The syntax to *invoke* a template is the same as calling a procedure.
Example:
.. code-block:: nimrod
template `!=` (a, b: expr): expr =
# this definition exists in the System module
not (a == b)
assert(5 != 6) # the compiler rewrites that to: assert(not (5 == 6))
The ``!=``, ``>``, ``>=``, ``in``, ``notin``, ``isnot`` operators are in fact
templates:
| ``a > b`` is transformed into ``b < a``.
| ``a in b`` is transformed into ``contains(b, a)``.
| ``notin`` and ``isnot`` have the obvious meanings.
The "types" of templates can be the symbols ``expr`` (stands for *expression*),
``stmt`` (stands for *statement*) or ``typedesc`` (stands for *type
description*). These are no real types, they just help the compiler parsing.
Real types can be used too; this implies that expressions are expected.
However, for parameter type checking the arguments are semantically checked
before being passed to the template. Other arguments are not semantically
checked before being passed to the template.
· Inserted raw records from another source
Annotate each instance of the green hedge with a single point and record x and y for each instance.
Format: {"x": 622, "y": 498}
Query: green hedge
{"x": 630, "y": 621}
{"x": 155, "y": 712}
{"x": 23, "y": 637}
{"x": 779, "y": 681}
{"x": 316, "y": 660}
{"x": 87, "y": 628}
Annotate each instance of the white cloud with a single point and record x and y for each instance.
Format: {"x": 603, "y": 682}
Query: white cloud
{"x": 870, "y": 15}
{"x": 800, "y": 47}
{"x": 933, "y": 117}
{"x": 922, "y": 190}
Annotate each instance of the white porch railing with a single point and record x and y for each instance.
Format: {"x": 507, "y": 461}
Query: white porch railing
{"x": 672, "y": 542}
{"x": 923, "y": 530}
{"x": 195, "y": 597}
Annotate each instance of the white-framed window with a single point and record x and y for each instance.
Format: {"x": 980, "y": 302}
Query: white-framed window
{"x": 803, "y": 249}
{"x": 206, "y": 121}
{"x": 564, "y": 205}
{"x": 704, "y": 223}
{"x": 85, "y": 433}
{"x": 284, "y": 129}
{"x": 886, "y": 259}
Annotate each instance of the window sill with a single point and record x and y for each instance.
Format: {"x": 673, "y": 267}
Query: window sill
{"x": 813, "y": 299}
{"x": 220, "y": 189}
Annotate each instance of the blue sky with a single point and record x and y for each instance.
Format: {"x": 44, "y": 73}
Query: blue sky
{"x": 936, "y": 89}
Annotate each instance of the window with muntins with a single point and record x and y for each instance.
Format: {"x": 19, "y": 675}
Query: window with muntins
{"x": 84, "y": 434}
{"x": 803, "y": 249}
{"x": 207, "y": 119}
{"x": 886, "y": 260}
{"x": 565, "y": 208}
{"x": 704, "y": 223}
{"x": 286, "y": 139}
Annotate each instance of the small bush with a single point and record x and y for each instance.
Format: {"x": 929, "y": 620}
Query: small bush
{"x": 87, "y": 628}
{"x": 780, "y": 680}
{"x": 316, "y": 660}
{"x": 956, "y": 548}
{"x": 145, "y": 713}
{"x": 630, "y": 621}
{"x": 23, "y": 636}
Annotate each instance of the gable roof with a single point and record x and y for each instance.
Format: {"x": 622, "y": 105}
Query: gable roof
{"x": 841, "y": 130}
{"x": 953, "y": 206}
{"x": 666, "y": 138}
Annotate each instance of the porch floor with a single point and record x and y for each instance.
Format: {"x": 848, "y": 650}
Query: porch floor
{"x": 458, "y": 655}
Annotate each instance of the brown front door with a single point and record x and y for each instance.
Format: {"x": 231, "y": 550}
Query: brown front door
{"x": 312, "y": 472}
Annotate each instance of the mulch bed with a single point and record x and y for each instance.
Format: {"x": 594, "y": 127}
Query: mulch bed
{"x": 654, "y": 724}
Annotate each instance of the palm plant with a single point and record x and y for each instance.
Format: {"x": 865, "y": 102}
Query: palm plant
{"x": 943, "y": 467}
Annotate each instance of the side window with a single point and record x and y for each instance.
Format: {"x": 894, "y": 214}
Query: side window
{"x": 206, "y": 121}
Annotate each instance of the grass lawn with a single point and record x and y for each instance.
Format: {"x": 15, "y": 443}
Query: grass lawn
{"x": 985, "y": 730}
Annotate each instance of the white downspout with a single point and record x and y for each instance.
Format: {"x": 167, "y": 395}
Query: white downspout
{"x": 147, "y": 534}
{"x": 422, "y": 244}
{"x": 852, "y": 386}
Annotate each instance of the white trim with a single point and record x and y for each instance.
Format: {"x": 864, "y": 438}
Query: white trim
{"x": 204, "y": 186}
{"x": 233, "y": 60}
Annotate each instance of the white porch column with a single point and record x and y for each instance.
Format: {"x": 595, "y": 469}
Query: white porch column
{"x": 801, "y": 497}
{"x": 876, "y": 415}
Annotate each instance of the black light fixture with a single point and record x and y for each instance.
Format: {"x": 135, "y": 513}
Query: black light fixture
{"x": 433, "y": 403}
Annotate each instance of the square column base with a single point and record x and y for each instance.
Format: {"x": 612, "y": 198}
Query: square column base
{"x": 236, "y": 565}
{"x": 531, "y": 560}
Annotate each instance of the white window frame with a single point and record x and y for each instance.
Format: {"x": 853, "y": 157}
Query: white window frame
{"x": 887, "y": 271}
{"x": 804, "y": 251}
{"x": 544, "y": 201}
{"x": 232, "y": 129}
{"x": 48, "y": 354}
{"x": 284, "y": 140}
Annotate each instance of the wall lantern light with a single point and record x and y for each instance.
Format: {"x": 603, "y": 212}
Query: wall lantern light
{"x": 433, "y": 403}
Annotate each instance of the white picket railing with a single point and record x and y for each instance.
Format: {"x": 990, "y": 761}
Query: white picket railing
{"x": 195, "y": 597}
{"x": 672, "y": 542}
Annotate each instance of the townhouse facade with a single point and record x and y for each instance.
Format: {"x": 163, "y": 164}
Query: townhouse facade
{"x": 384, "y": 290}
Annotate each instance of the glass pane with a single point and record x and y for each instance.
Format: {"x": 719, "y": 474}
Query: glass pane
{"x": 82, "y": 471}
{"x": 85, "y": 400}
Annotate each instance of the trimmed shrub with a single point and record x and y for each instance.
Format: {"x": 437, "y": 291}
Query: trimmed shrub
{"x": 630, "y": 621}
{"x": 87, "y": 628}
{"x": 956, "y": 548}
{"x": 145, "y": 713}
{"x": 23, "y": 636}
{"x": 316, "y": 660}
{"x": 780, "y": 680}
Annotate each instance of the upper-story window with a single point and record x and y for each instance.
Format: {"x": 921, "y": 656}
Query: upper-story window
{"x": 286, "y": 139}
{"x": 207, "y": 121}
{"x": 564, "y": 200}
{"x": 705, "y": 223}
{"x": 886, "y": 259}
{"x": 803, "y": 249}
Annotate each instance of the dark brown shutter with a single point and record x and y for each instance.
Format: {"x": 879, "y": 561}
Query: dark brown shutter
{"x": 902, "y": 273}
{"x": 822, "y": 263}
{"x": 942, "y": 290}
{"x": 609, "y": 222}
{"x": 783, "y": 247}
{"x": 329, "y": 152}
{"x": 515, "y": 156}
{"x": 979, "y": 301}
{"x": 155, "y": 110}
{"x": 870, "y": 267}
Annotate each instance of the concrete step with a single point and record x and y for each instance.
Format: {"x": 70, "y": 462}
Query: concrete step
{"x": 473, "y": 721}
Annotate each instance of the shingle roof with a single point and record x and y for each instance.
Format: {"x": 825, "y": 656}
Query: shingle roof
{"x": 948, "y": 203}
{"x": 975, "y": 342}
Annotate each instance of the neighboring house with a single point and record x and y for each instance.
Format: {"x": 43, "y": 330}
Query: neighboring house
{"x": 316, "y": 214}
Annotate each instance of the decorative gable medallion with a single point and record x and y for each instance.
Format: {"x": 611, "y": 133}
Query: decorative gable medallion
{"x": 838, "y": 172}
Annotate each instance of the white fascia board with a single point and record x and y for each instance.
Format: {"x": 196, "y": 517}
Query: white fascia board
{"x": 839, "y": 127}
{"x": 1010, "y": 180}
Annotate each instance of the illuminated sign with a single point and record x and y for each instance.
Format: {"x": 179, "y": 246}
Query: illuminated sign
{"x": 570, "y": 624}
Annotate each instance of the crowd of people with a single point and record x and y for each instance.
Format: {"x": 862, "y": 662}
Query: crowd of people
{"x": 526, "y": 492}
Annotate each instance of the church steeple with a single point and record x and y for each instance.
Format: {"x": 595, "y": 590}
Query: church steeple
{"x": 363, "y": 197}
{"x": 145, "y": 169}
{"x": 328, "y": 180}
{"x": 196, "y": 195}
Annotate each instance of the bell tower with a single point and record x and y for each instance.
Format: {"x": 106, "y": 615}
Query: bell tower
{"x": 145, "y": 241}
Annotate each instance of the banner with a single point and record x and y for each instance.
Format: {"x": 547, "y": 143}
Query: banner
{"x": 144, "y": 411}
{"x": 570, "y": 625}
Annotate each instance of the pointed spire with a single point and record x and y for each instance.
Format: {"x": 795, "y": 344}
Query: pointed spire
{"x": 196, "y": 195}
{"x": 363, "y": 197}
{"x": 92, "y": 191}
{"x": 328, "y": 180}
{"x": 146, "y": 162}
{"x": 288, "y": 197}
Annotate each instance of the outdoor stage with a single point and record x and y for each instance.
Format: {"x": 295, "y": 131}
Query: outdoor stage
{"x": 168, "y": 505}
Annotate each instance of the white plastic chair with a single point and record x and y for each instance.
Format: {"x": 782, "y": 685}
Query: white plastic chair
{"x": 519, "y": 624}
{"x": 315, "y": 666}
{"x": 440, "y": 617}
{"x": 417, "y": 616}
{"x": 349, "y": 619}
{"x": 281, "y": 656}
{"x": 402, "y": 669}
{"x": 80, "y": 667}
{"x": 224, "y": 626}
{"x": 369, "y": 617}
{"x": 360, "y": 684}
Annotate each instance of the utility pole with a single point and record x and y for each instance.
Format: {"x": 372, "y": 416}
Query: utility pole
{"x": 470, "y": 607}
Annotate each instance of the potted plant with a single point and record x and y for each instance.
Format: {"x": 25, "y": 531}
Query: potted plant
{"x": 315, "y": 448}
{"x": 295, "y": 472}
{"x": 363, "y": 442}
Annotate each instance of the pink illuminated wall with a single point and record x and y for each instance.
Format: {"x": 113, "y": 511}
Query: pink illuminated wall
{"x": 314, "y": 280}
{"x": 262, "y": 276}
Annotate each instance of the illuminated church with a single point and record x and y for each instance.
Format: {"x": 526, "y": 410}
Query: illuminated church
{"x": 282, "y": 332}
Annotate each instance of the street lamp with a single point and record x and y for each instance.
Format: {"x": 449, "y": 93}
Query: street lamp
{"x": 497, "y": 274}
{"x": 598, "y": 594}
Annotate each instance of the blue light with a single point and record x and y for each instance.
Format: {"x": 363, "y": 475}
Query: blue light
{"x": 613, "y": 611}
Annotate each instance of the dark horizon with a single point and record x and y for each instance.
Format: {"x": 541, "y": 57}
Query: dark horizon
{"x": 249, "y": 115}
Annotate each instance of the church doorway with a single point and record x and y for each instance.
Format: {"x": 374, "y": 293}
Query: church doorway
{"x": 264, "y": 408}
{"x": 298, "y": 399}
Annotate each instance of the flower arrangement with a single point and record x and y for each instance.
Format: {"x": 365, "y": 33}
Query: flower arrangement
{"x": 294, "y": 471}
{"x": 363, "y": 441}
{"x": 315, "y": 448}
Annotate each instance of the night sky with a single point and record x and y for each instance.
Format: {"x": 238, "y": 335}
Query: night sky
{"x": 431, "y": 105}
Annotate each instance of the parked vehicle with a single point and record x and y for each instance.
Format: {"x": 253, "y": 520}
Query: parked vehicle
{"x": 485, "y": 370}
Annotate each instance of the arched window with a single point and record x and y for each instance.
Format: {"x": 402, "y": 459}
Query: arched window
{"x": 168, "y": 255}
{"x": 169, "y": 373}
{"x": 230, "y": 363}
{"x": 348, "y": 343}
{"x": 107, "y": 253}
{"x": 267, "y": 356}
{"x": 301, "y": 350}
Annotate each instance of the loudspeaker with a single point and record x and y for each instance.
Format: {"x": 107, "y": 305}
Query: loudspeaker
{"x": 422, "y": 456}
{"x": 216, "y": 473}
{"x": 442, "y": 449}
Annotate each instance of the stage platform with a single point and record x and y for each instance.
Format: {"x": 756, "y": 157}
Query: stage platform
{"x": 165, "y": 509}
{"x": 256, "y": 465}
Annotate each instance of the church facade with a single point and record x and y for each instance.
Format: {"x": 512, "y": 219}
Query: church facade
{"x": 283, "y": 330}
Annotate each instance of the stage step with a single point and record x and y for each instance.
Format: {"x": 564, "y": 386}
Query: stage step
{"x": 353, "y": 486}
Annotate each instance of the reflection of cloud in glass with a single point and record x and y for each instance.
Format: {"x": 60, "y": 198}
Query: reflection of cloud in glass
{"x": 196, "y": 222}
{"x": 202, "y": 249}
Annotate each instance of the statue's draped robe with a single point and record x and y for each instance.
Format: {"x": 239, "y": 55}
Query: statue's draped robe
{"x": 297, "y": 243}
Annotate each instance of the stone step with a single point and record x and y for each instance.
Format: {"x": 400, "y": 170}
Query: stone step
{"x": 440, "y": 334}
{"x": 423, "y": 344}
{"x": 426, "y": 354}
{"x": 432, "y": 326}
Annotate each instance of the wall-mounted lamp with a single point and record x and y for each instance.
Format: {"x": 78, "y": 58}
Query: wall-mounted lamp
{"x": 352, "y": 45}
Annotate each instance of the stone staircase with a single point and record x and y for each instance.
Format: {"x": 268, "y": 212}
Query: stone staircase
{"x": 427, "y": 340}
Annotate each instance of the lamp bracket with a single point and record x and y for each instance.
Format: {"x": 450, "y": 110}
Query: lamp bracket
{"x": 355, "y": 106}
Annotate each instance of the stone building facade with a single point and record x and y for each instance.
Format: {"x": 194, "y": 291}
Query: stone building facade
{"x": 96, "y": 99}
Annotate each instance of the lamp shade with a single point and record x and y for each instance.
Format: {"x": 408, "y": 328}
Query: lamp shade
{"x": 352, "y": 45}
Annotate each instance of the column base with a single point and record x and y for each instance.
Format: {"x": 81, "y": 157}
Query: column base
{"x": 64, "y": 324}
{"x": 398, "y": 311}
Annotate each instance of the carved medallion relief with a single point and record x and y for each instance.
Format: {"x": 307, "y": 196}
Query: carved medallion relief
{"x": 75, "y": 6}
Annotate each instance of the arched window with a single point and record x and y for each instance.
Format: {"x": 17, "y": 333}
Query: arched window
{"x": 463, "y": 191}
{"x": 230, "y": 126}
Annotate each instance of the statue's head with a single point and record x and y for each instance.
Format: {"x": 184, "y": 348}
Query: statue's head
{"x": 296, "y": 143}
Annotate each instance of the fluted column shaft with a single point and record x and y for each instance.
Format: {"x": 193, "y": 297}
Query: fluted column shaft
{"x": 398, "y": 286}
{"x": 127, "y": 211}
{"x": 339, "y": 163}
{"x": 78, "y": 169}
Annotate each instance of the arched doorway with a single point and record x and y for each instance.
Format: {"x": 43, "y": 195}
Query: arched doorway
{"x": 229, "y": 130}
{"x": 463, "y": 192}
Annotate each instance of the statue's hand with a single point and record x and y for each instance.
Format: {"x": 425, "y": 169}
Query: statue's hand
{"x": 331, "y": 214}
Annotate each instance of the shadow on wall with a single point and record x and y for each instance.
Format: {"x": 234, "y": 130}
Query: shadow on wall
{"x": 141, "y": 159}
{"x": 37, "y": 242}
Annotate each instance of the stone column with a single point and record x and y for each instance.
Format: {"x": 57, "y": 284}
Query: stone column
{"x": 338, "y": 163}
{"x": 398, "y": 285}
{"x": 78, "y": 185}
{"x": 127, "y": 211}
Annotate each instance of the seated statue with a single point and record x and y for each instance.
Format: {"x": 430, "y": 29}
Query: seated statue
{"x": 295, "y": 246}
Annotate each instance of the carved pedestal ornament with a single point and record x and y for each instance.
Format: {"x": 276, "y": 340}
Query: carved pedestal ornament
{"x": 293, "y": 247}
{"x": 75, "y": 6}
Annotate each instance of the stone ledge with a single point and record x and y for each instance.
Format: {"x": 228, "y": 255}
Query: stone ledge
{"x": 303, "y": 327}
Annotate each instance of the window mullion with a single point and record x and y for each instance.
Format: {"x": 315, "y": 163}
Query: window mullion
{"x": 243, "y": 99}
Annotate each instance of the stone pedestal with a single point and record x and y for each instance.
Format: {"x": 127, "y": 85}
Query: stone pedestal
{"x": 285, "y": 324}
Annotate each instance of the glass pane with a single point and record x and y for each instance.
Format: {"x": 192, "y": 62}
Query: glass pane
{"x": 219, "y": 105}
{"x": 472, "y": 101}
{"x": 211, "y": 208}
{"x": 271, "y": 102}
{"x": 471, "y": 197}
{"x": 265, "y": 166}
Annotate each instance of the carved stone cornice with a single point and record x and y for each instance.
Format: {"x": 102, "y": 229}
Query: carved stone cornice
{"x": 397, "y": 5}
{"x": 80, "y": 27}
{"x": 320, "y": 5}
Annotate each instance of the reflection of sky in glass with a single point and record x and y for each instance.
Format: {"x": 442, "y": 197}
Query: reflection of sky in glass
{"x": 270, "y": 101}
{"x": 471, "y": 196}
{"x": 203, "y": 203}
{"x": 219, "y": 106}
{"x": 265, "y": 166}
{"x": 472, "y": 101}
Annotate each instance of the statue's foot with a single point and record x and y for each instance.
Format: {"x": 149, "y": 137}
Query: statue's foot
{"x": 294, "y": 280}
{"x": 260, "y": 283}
The template body does not open a new scope. To open a new scope a ``block``
statement can be used:
.. code-block:: nimrod
template declareInScope(x: expr, t: typeDesc): stmt =
var x: t
template declareInNewScope(x: expr, t: typeDesc): stmt =
# open a new scope:
block:
var x: t
declareInScope(a, int)
a = 42 # works, `a` is known here
declareInNewScope(b, int)
b = 42 # does not work, `b` is unknown
If there is a ``stmt`` parameter it should be the last in the template
declaration, because statements are passed to a template via a
special ``:`` syntax:
.. code-block:: nimrod
template withFile(f, fn, mode: expr, actions: stmt): stmt =
block:
var f: TFile
if open(f, fn, mode):
try:
actions
finally:
close(f)
else:
quit("cannot open: " & fn)
withFile(txt, "ttempl3.txt", fmWrite):
txt.writeln("line 1")
txt.writeln("line 2")
In the example the two ``writeln`` statements are bound to the ``actions``
parameter.
**Note:** Symbol binding rules for templates might change!
Symbol binding within templates happens after template instantation:
.. code-block:: nimrod
# Module A
var
lastId = 0
template genId*: expr =
inc(lastId)
lastId
.. code-block:: nimrod
# Module B
import A
echo genId() # Error: undeclared identifier: 'lastId'
Exporting a template is a often a leaky abstraction. However, to compensate for
this case, the ``bind`` operator can be used: All identifiers within a ``bind``
context are bound early (i.e. when the template is parsed).
The affected identifiers are then always bound early even if the other
occurences are in no ``bind`` context:
.. code-block:: nimrod
# Module A
var
lastId = 0
template genId*: expr =
inc(bind lastId)
lastId
.. code-block:: nimrod
# Module B
import A
echo genId() # Works
**Style note**: For code readability, it is the best idea to use the least
powerful programming construct that still suffices. So the "check list" is:
(1) Use an ordinary proc/iterator, if possible.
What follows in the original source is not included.